After attaining political independence from British colonialism in 1947, India embarked on a path of planned economic development through import substitution industrialization (ISI). This model of economic development, which produced relatively rapid industrial and economic growth in the immediate post-independence decades, ran into serious troubles in the mid-1960s, manifested by a prolonged recession in the industrial sector. When the economy finally emerged from more than a decade of industrial stagnation in the late 1970s, Indira Gandhi’s Indian National Congress party initiated a gradual reorientation of economic policies in a more business-friendly direction, which continued under the Rajiv Gandhi–led Congress in the mid-1980s. This business-friendly orientation was converted into a market-friendly orientation with the initiation of neoliberal economic reforms under P. V. Narasimha Rao’s Congress party in 1991. Even as the political party, or coalition of parties, leading the central government has changed many times since then, the essential thrust of economic policy in India has not.
As part of the economic reforms of the early 1990s, significant changes were introduced, often gradually, in policies governing domestic and foreign investment, international trade, taxation, and the financial sector. In the ISI period, restrictions on investment, aimed at both having control over the shape of capital accumulation and limiting the growth of monopolies, were implemented through licensing. Such industrial licensing was gradually dismantled after 1991. Restrictions on foreign direct investment, foreign technology agreements, and foreign portfolio investment to purchase shares of companies listed on the Indian stock market were gradually relaxed. Restrictions on the import of capital goods, intermediate goods, and raw materials were completely done away with, and in 2002, restrictions on the import of consumer goods were also eased. Import tariffs on a whole range of commodities were rapidly reduced; non-tariff barriers were steadily dismantled.1 Financial sector reforms included the liberalization of controls over interest rates, the development of a market for trading government securities, the removal of government control over the issuance of securities by private companies in the stock market, scaling down directed lending, and a gradual reduction in the use of a statutory liquidity ratio and cash reserve ratio to mobilize resources by the government.2 The reforms were meant to facilitate an increasingly larger role for market principles, as opposed to government control and regulation, in the operation of the domestic economy and to integrate it more closely with the global capitalist system.

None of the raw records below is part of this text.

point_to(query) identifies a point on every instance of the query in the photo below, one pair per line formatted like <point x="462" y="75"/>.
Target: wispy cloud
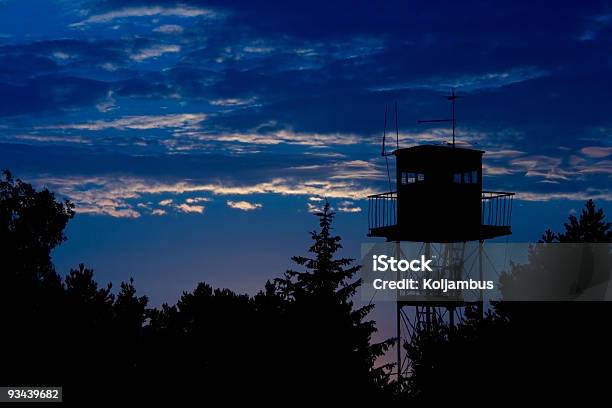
<point x="154" y="51"/>
<point x="596" y="151"/>
<point x="152" y="11"/>
<point x="186" y="208"/>
<point x="169" y="29"/>
<point x="348" y="207"/>
<point x="117" y="196"/>
<point x="243" y="205"/>
<point x="137" y="122"/>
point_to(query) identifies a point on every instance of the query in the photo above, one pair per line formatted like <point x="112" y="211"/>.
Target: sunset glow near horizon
<point x="195" y="138"/>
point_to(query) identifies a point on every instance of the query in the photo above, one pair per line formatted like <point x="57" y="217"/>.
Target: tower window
<point x="411" y="178"/>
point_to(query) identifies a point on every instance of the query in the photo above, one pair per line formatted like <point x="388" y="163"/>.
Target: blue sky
<point x="196" y="137"/>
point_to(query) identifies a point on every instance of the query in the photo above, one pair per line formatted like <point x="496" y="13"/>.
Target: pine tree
<point x="590" y="227"/>
<point x="331" y="341"/>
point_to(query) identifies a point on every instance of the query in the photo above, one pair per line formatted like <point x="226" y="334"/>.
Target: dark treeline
<point x="300" y="339"/>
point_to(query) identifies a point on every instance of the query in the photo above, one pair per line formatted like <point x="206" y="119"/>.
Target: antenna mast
<point x="452" y="97"/>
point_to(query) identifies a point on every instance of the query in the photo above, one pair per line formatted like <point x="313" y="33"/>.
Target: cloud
<point x="186" y="208"/>
<point x="596" y="151"/>
<point x="169" y="29"/>
<point x="603" y="195"/>
<point x="243" y="205"/>
<point x="115" y="196"/>
<point x="279" y="137"/>
<point x="232" y="101"/>
<point x="195" y="200"/>
<point x="348" y="207"/>
<point x="137" y="122"/>
<point x="152" y="11"/>
<point x="154" y="51"/>
<point x="53" y="139"/>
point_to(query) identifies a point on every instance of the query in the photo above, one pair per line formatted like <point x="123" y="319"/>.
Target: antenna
<point x="452" y="97"/>
<point x="396" y="127"/>
<point x="383" y="151"/>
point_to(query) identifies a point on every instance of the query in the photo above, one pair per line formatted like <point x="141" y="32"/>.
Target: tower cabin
<point x="439" y="198"/>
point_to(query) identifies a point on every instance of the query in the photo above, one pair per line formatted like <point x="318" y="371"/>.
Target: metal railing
<point x="382" y="210"/>
<point x="496" y="208"/>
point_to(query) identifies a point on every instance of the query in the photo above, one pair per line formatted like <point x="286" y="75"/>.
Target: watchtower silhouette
<point x="438" y="201"/>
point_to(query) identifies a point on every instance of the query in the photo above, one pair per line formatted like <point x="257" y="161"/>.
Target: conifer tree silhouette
<point x="333" y="350"/>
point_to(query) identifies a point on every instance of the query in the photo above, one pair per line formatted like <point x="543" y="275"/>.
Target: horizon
<point x="195" y="137"/>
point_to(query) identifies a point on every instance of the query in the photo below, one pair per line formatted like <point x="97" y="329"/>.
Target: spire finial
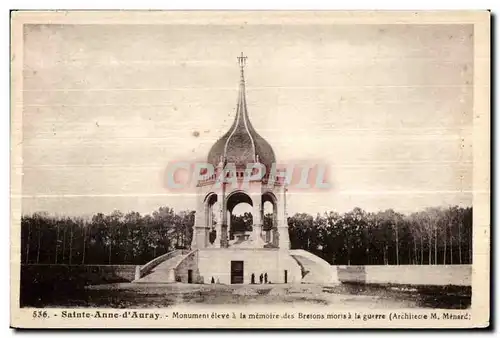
<point x="242" y="60"/>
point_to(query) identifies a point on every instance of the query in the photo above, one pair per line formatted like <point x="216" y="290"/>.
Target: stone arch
<point x="234" y="199"/>
<point x="210" y="215"/>
<point x="270" y="230"/>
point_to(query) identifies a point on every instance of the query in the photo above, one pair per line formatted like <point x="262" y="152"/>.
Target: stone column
<point x="283" y="236"/>
<point x="218" y="222"/>
<point x="257" y="216"/>
<point x="200" y="232"/>
<point x="224" y="227"/>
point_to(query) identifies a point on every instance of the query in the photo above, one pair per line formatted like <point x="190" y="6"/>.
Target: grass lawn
<point x="130" y="295"/>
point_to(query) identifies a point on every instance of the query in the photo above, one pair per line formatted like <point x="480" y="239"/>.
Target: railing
<point x="146" y="268"/>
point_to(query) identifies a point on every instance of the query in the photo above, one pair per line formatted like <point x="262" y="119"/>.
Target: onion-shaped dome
<point x="241" y="144"/>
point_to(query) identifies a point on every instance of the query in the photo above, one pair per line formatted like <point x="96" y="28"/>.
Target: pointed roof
<point x="241" y="144"/>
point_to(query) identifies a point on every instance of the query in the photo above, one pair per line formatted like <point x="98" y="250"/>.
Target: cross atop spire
<point x="242" y="60"/>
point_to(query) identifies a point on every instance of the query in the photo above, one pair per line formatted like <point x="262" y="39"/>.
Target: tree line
<point x="431" y="236"/>
<point x="357" y="237"/>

The dominant narrative in the business press and within an influential segment of academia presents Indian economic growth as a two-part story: slow growth in the “socialist” period and high growth since the initiation of liberal economic reforms in the early 1990s.3 Often, the implicit understanding of this story contains the following assumptions: the liberal economic reforms caused the growth acceleration; growth is gradually trickling down the income ladder; economic growth has led to a massive reduction in poverty; development indicators are looking up; and more economic reforms are needed to continue this virtuous circle of growth and economic development.
This article will critically engage with the dominant narrative about India’s economic growth. I begin by looking at the key facts of Indian economic growth. The main question I address is whether the neoliberal economic reforms of the early 1990s accelerated growth significantly. While there is no doubt that economic growth has accelerated over the decades in India, the pivotal episodes of acceleration do not seem to be related to the neoliberal economic reforms of the early 1990s. In fact, economic growth in India has been generated and sustained by a steady rise in the rate of capital accumulation — the issue I investigate next by studying two questions. What is the role of capital accumulation in sustaining growth? What are the key determinants of capital accumulation? The third issue I discuss relates to the distributional aspects of economic growth. Here, I ask: How has growth translated into improvements in the material conditions of the vast majority of the working people of India? Investigating these three issues allows me to offer, in the concluding section of the paper, a clear picture of the limitations of India’s economic growth.